In deze zaak gaat het om de afwikkeling van huwelijkse voorwaarden tussen een man en een vrouw na hun scheiding. De man heeft hoger beroep ingesteld tegen een beschikking van de rechtbank Rotterdam, waarin de rechtbank heeft bepaald dat partijen binnen acht weken na de beschikking over moeten gaan tot afwikkeling van hun huwelijkse voorwaarden. De man verzoekt het hof om de bestreden beschikking te vernietigen en de vrouw te veroordelen tot betaling van een bedrag van € 92.378,40, vermeerderd met wettelijke rente. De vrouw verzet zich tegen het beroep en verzoekt het hof om de man niet-ontvankelijk te verklaren in zijn hoger beroep.
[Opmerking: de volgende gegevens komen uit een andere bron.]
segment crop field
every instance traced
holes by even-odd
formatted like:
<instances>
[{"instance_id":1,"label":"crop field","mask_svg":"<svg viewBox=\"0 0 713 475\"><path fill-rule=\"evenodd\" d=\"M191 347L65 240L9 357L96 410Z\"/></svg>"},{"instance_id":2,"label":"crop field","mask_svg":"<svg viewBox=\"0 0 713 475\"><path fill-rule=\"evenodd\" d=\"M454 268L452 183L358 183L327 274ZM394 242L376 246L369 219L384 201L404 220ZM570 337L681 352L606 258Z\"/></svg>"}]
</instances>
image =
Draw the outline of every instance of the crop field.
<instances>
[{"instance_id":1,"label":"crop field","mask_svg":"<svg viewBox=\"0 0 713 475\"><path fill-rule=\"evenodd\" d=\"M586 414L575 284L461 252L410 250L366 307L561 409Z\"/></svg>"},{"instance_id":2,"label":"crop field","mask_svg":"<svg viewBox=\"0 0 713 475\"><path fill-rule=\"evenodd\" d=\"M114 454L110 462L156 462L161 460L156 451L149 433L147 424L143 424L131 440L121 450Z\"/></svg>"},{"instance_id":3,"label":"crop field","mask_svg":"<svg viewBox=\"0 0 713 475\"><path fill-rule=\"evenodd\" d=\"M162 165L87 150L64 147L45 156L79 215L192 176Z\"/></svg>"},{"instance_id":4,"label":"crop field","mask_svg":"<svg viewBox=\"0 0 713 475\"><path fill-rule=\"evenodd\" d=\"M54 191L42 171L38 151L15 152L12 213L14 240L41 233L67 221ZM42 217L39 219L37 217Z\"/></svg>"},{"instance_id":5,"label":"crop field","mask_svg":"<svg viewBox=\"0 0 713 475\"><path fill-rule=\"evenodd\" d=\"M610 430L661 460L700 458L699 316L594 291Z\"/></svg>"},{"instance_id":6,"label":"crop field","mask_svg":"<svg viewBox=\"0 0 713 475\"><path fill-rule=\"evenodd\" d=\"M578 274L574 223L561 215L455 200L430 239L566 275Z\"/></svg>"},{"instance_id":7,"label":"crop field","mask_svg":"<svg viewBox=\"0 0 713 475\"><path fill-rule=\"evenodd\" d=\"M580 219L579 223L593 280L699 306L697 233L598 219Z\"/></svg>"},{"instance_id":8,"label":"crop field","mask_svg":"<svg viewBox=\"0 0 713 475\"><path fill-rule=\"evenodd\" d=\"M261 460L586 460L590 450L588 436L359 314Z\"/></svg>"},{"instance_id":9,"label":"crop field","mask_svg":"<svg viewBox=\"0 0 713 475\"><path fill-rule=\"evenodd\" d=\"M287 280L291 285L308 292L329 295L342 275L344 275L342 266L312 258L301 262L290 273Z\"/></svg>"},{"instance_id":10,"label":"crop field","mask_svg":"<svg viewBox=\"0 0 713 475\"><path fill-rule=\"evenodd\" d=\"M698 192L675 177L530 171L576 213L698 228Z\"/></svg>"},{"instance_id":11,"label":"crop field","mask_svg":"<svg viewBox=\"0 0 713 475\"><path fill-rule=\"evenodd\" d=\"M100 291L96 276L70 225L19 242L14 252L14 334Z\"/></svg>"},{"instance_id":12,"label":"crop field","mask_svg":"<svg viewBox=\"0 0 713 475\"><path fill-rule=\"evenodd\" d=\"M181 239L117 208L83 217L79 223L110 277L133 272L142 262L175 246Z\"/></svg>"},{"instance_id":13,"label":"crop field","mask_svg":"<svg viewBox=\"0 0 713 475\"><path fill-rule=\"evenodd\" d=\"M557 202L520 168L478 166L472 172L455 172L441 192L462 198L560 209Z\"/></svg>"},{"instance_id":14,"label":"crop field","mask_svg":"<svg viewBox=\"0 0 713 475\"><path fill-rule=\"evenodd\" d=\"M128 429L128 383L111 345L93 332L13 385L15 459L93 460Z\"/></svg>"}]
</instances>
Het hof behandelt de verzoeken van beide partijen en overweegt dat de man zijn verzoek tot wijziging van het verzoek te laat heeft ingediend, waardoor het hof deze wijziging buiten beschouwing laat. Het hof gaat uit van de feiten zoals vastgesteld door de rechtbank, voor zover daartegen in hoger beroep geen grieven zijn ingediend. De rechtbank heeft in haar beschikking geoordeeld dat de huwelijkse voorwaarden moeten worden afgewikkeld, maar het hof komt tot de conclusie dat er onduidelijkheid bestaat over de bedragen die partijen van elkaar te vorderen hebben op basis van het verrekenbeding.
Het hof vernietigt de bestreden beschikking voor zover deze afwijkt van de eigen overwegingen van het hof en bekrachtigt de beschikking voor het overige. Het hof geeft instructies voor de afwikkeling van de huwelijkse voorwaarden, waarbij het belang van een duidelijke beschrijving van de vermogens van beide partijen wordt benadrukt. De beslissing van het hof is genomen op 29 juli 2015.